Guillaume Muller, Sketches of Sound | The Vinyl Anachronist

Was the foreshadowing too obvious when I discussed the possibility of a “purist jazz” trend in 2020 when I reviewed the Fabrizio Sciacca Quartet yesterday? ‘Cuz right on cue we have another fascinating yet straightforward jazz release from guitarist Guillaume Muller, Sketches of Sound. Both recordings focus on small ensembles–trios, quartets and quintets. The difference between this album and the one from FSQ is mainly one of tone and mood–Sketches of Sound swings just as consistently from beginning to end, but with a sweeter and more lyrical overall sound.

Fabrizio Sciacca and Guillaume Muller have very similar stories, which is perhaps why I chose to review these two discs one after the other. Both are young. Muller, like Sciacca, is a recent arrival on the NYC jazz scene from another country (in this case, he grew up in Paris). These are both debut albums. Both performers are young and yet faithful to the way things used to be, back when everything was still being invented on the fly. But Muller strays just a bit further from purest bebop standard to conjure that sweet, languid guitar tone of his.

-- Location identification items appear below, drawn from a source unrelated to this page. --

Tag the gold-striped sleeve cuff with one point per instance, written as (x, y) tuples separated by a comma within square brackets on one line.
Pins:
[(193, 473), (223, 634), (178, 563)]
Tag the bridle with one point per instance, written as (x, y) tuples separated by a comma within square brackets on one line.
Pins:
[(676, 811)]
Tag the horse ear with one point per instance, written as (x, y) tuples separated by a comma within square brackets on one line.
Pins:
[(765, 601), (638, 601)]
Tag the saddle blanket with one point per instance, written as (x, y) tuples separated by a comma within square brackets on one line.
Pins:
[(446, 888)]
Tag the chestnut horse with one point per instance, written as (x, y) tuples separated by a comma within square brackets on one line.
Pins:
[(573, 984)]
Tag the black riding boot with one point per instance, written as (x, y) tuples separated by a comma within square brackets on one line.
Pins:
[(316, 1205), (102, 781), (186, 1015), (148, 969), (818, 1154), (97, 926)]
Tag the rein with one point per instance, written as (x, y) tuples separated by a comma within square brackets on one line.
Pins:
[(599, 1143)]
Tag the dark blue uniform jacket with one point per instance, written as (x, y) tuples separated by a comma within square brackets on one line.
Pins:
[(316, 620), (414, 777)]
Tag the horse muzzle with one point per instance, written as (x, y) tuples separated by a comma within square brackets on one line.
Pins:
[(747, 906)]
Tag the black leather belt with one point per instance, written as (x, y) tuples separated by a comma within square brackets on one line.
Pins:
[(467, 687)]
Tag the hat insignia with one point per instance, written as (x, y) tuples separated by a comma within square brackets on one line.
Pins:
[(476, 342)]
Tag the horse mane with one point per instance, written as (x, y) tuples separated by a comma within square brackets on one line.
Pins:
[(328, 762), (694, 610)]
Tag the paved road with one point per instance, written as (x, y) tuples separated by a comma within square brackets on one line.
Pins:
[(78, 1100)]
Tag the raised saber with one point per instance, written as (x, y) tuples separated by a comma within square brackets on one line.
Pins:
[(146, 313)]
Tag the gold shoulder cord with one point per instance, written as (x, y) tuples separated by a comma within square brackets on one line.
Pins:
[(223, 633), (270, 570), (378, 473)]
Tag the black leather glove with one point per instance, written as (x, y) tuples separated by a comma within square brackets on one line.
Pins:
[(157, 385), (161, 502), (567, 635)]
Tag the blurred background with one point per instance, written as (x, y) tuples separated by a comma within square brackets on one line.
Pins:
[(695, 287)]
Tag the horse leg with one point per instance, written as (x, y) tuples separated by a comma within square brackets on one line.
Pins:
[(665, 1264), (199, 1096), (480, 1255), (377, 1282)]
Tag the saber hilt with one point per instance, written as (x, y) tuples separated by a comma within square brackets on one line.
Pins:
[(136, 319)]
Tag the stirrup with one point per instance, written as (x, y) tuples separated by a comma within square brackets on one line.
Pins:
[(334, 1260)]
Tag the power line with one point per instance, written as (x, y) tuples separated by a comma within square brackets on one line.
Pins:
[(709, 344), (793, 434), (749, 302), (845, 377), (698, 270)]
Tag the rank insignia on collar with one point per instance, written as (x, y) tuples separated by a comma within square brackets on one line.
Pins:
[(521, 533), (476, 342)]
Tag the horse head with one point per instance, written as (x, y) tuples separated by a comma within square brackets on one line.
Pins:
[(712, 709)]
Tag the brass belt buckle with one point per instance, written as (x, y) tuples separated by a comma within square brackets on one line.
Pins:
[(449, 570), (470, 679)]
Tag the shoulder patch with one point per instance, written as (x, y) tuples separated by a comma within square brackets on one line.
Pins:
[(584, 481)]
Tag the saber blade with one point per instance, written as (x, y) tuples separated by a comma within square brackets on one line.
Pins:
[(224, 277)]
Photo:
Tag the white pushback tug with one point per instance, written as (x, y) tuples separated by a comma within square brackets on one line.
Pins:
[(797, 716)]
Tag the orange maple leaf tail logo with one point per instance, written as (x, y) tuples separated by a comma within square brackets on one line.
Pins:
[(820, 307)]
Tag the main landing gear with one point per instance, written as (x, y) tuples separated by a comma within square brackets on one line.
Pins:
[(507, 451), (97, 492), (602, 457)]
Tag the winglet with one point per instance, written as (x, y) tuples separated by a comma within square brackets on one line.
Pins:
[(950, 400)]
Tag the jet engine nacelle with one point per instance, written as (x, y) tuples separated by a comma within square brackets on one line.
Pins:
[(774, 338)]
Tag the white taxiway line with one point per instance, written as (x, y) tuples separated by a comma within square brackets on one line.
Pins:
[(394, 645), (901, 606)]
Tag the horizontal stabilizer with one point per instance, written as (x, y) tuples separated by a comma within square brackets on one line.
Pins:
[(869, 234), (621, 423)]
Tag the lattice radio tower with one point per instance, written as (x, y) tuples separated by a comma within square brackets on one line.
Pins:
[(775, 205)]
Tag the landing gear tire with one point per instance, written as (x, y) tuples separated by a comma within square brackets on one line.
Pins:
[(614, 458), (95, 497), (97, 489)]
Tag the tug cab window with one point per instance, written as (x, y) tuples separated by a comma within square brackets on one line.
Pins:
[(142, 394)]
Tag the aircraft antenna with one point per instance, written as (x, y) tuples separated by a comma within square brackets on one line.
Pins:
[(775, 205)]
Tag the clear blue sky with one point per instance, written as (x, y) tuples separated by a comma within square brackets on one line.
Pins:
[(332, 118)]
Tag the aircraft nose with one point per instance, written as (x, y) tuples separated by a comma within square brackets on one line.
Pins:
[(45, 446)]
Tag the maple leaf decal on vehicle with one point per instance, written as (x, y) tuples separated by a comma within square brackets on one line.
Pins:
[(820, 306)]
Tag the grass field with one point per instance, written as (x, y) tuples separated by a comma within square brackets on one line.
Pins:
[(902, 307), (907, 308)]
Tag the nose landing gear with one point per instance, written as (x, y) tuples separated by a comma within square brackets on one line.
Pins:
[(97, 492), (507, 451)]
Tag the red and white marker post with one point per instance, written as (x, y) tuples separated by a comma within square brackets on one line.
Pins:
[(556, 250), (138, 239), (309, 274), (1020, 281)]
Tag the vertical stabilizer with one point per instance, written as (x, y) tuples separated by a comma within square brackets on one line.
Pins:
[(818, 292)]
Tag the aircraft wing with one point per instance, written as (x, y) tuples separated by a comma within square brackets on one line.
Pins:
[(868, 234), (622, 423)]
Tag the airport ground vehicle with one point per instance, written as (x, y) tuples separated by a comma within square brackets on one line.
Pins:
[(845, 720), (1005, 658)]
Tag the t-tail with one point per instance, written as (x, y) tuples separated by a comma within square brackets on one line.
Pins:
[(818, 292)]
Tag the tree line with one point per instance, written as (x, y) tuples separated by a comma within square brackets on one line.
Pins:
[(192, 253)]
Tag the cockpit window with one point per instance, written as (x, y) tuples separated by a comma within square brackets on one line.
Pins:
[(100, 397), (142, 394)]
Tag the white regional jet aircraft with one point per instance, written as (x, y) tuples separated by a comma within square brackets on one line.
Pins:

Another difference is Guillaume Muller’s use of his own distinct guitar style to enhance the arrangements. Where Sciacca is content to let his ensemble explore individually, Muller’s guitar is always there, sometimes slight but always encouraging, always throwing out his ideas. It’s a constant dialogue between performers, and you can almost hear the words that are spoken between them.

That doesn’t mean sax player Nino Wenger, pianist Jim Funnell, bassist Gui Duvgnau and drummer Josh Bailey are merely following orders, which would make them the polar opposite of Sciacca’s veteran crew. They all have exquisite moments. In Sketches of Sound, however, the synergy of the group isn’t based on an unexpected amount of magic in the room, the kind of magic that comes from an incredible amount of experience. It’s also not about just playing the notes either, even when the guy who wrote those notes is sitting in the room with you and watching everything you do. But it is about leadership, and you can hear Guillaume Muller’s ideas in every one of those notes.

It’s very interesting to listen to these two albums together. Fabrizio Sciacca will energize you, and Guillaume Muller will help you to relax afterward. Both are pure jazz albums in their own special ways.